Corson se demanda si cet espace était infini, si Aergistal entier, ses guerres absurdes, ses légions, ses flottes, ses héros pitoyables, ses généraux, ses champignons nucléaires finiraient par trouver la paix entre ces étoiles. Les créateurs – ou les gérants – d’Aergistal n’interviendraient-ils pas ? L’accident excédait-il leur puissance ? Ou bien avaient-ils décidé de vider une éprouvette ? Touré avait-il eu raison en parlant d’une maquette ? Aergistal n’était-il finalement qu’un monde artificiel gigantesque, mais limité, flottant dans l’espace et qui était en train de se vider de sa substance à la suite d’une avarie ou d’une manœuvre ? Qu’arriverait-il si, le long de ses fissures, la « vitre » éclatait d’un seul coup ? Le ciel et la terre se rejoindraient-ils ? Ou bien l’architecture de ce monde insensé – anthropomorphiquement parlant – subsisterait-elle, à jamais protégée par l’incorruptible écran du néant ?

Tandis que le ballon approchait de la brèche, la température baissait, l’air faisait défaut. Pourtant, curieusement, la brèche semblait diminuer. Tout à l’heure, elle béait sur des kilomètres. Maintenant, elle ne dépassait pas quelques centaines de mètres dans son plus grand diamètre. Elle se résorbait rapidement. Le ballon était assez près pour que Corson pût voir des ondes annulaires qui parcouraient l’interface et venaient mourir sur les bords de la brèche.

La mer se couvrait d’une banquise qui soulignait de blanc la base rectiligne de ce mur d’espace. Non pas une vitre, ni même un mur, mais un écran de force, capable de se réparer de lui-même, entamé par un choc colossal.

— On va y passer, dit Touré, hoquetant, si ça ne se ferme pas plus vite.

Antonella enfouit son visage au creux de l’épaule de Corson.
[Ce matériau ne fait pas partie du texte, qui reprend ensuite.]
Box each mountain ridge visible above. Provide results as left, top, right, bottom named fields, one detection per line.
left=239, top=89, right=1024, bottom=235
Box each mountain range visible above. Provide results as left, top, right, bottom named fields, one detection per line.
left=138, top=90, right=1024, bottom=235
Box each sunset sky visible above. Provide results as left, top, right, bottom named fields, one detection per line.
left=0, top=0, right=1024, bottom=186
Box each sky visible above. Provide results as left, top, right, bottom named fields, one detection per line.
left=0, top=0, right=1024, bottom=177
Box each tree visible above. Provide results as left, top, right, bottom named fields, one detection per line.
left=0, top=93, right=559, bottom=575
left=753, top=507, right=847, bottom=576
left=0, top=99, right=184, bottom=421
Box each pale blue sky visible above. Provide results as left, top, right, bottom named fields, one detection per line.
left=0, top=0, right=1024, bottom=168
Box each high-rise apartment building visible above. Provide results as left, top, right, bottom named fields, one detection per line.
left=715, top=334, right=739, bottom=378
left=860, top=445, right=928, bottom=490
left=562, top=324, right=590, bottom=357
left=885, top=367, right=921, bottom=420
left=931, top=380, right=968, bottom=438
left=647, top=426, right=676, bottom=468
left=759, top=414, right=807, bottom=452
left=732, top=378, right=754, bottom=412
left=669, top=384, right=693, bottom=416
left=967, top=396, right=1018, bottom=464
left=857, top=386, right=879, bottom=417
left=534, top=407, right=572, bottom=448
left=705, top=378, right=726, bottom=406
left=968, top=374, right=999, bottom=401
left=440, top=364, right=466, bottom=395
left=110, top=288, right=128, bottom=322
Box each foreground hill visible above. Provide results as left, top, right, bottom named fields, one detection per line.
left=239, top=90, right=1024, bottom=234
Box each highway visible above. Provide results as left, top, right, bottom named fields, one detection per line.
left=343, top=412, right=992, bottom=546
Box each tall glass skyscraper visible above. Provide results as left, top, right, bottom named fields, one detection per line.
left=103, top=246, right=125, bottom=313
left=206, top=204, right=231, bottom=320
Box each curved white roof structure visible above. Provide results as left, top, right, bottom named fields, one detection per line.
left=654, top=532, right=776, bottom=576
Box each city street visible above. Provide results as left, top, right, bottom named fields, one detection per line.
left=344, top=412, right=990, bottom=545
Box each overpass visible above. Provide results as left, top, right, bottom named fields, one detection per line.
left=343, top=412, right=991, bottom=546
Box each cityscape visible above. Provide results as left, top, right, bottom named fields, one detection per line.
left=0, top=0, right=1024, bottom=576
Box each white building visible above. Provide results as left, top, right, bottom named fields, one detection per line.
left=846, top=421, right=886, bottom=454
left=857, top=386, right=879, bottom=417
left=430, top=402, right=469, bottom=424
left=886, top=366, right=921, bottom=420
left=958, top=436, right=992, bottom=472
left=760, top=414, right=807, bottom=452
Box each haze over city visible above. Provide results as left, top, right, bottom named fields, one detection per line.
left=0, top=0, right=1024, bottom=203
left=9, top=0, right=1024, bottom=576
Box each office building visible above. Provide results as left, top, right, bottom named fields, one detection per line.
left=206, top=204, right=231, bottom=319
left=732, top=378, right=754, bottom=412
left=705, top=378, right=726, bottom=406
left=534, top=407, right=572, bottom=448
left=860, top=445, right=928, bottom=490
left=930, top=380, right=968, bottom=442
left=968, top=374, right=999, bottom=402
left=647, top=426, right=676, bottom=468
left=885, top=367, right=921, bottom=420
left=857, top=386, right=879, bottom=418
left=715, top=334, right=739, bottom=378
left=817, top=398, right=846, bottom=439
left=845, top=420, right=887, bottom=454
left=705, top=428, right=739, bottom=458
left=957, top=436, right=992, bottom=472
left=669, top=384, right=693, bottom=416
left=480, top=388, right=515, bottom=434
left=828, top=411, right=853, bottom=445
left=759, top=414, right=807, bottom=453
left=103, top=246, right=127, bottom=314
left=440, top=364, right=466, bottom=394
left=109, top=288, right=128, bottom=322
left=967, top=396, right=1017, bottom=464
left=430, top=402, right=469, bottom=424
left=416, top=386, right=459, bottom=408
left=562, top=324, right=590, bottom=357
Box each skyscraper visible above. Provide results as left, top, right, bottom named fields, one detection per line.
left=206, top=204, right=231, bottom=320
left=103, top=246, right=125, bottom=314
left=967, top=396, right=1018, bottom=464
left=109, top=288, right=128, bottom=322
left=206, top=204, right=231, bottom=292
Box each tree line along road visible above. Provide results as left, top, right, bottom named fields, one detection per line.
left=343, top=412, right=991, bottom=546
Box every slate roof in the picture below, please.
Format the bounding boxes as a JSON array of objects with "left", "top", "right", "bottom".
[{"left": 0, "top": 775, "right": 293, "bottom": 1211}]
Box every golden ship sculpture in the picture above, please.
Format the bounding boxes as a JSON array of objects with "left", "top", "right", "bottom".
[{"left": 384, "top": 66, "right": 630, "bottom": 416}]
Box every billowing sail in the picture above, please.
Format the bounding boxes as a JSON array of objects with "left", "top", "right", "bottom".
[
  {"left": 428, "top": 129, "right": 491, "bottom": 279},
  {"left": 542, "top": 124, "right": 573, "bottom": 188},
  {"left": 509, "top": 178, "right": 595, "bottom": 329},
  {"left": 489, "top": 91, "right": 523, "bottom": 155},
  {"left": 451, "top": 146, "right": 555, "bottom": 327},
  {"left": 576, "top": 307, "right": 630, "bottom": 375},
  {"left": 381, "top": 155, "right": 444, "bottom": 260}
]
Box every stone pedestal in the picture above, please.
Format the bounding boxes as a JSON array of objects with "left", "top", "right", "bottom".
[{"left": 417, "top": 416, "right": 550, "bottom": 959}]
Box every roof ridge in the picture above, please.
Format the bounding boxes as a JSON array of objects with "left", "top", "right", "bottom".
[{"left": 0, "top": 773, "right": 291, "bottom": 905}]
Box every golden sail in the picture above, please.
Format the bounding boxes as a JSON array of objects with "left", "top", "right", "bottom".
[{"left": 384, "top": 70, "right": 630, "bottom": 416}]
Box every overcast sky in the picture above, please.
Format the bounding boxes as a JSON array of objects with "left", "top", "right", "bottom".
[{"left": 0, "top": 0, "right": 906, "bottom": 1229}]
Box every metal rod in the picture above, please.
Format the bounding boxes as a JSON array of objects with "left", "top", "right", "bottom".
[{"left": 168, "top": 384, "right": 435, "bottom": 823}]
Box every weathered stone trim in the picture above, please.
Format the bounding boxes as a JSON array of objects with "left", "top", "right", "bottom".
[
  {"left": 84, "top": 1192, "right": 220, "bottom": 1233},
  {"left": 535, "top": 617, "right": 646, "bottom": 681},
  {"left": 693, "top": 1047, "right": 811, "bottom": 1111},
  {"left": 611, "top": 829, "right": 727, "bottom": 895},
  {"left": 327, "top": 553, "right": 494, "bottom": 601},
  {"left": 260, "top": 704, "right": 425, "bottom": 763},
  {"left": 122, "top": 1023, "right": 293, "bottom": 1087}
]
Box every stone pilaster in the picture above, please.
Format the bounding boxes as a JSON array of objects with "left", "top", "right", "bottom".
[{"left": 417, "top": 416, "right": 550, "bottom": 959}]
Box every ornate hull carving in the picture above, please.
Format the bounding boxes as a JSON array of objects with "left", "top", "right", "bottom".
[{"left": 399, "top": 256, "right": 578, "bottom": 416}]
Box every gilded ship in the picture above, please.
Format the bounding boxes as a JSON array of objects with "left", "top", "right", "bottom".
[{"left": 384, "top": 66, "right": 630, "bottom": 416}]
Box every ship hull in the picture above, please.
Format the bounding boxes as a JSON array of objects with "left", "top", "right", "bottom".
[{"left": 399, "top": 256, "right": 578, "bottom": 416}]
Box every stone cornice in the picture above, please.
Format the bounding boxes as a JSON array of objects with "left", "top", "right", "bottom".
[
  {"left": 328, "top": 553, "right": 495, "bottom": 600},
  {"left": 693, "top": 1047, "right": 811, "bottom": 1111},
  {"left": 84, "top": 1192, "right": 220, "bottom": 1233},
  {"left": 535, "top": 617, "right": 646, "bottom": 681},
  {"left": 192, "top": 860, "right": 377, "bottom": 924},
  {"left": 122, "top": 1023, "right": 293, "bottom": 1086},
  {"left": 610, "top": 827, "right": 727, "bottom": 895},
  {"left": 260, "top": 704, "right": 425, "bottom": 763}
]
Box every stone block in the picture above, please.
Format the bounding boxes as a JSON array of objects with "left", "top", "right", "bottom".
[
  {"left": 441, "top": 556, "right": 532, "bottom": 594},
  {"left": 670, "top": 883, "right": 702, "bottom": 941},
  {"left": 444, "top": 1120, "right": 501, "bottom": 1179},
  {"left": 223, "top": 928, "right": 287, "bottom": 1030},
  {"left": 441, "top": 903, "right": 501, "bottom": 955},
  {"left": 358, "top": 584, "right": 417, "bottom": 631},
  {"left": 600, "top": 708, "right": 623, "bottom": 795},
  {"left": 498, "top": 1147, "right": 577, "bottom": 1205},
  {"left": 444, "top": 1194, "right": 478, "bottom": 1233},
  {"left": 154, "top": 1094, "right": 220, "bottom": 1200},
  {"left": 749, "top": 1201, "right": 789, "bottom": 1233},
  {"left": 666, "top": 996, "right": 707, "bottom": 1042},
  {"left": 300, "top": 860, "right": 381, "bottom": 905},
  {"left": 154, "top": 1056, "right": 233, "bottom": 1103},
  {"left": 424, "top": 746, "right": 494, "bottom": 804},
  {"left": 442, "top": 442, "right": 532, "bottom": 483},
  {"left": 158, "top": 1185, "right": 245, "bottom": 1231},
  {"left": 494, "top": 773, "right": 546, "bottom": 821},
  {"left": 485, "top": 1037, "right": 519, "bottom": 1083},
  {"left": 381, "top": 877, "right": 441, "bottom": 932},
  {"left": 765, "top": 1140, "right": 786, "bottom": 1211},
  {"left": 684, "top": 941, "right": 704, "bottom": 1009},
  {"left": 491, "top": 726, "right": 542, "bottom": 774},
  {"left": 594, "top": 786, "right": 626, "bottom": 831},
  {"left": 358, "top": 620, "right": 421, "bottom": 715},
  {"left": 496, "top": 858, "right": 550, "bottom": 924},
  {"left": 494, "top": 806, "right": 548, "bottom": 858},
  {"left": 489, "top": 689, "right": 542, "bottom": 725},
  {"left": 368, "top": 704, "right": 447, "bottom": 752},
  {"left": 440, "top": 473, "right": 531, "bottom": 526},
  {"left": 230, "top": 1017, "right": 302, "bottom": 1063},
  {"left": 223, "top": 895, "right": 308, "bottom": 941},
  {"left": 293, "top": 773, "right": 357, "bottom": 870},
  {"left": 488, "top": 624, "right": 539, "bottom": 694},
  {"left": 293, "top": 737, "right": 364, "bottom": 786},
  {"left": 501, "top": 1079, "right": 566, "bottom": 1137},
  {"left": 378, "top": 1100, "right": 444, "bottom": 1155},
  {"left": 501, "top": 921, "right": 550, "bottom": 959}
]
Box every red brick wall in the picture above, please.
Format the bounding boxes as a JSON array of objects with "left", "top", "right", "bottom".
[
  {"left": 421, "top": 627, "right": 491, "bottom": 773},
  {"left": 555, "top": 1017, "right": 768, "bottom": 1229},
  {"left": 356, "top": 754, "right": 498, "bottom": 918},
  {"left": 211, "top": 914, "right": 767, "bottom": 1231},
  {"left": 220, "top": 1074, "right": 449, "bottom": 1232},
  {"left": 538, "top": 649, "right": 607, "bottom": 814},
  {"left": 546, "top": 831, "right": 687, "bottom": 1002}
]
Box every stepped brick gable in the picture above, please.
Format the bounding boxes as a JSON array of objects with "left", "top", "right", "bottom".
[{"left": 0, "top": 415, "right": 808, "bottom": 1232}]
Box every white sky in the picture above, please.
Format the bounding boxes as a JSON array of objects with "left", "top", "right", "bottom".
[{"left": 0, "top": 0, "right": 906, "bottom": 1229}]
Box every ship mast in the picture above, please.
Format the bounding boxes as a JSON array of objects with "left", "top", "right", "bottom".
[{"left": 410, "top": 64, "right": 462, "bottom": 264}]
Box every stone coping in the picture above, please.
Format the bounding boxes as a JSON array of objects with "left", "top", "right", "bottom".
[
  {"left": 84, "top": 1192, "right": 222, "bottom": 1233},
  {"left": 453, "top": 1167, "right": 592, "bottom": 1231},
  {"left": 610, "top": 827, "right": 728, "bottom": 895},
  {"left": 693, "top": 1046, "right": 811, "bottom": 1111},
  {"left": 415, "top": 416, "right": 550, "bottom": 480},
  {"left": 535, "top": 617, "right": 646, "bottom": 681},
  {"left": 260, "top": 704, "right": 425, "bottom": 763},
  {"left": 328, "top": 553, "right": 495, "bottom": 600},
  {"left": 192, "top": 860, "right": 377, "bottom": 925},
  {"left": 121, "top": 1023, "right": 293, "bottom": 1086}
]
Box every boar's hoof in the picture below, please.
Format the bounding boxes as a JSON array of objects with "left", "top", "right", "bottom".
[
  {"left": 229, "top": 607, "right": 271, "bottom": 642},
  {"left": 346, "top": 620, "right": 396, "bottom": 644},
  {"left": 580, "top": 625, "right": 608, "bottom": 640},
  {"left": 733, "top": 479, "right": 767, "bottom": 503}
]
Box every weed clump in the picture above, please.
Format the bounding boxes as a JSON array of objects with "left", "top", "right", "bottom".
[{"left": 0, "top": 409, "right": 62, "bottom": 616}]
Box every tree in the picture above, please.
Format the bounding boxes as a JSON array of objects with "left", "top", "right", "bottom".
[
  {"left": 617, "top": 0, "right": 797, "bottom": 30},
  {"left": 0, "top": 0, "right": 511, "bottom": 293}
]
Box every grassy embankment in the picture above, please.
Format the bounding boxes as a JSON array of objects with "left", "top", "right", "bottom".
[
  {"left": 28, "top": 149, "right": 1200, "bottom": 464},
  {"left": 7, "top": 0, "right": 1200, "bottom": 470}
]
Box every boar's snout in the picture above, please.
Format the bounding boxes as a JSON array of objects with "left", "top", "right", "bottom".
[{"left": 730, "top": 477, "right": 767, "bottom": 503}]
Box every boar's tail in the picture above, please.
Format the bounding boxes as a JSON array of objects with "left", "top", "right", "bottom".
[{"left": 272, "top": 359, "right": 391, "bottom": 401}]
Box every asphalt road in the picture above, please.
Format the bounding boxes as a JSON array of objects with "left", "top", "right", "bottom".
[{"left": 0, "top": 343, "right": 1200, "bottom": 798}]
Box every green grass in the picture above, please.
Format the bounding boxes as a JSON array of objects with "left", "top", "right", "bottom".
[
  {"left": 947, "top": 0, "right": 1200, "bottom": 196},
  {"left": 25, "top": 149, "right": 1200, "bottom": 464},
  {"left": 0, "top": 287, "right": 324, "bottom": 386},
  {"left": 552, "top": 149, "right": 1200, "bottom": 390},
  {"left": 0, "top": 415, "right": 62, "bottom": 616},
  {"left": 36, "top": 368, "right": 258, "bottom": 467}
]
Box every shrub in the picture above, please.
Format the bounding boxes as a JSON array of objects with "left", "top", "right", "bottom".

Celui-ci, haletant, trouva la force de tendre une main vers la brèche. Les débris d’un navire spatial colossal flottaient dans le vide, un peu au-dessous du niveau de l’océan. Il avait peut-être eu la forme d’un fuseau. C’était du moins ce que suggérait l’aspect de sa partie arrière qui paraissait collée à la paroi transparente. En se reconstituant, le champ de force l’avait partiellement englobée.

Ce qui surprenait le plus Corson, c’était le caractère biologique de la cicatrisation de l’écran de force. Il ne conservait le souvenir que de champs qui se propageaient instantanément, au regard des courtes distances et des perceptions humaines. Puis il se dit que les énergies mises ici en jeu étaient si considérables que le temps s’en trouvait perturbé. L’équivalent de masse de la barrière devait être gigantesque. La relativité enseignait que sur les étoiles géantes le temps s’écoule plus lentement qu’ailleurs. Le plus surprenant était que cet effet ne s’étendît pas ici à l’espace environnant la barrière. C’était que le ballon ne soit pas précipité à une vitesse considérable contre l’écran, qu’il n’ait pas flambé dans l’atmosphère avant même de venir s’écraser sur le mur d’espace.

Corson se reprit à espérer. Il ne leur restait plus que quelques centaines de mètres à parcourir. La cicatrisation s’accélérait, les fissures s’effaçaient. La tache noire et mate régressait. Tout autour, l’espace était brillant comme s’il avait été recouvert d’un vernis. Un effet secondaire du champ.

Tout près. Corson tendit un bras pour protéger Antonella. Choc. Retour. Vertige. La corde qu’il avait noué autour de sa taille lui scia les côtes. Il bascula, tomba en avant. Sa tête vint heurter le bord de la nacelle. Forte inclinaison. Il entendit encore un bruit mou. Le ballon s’écrasait contre la barrière. La nacelle oscilla. Choc. Retour. Choc. Sans brutalité. Obstacle élastique. Il s’évanouit.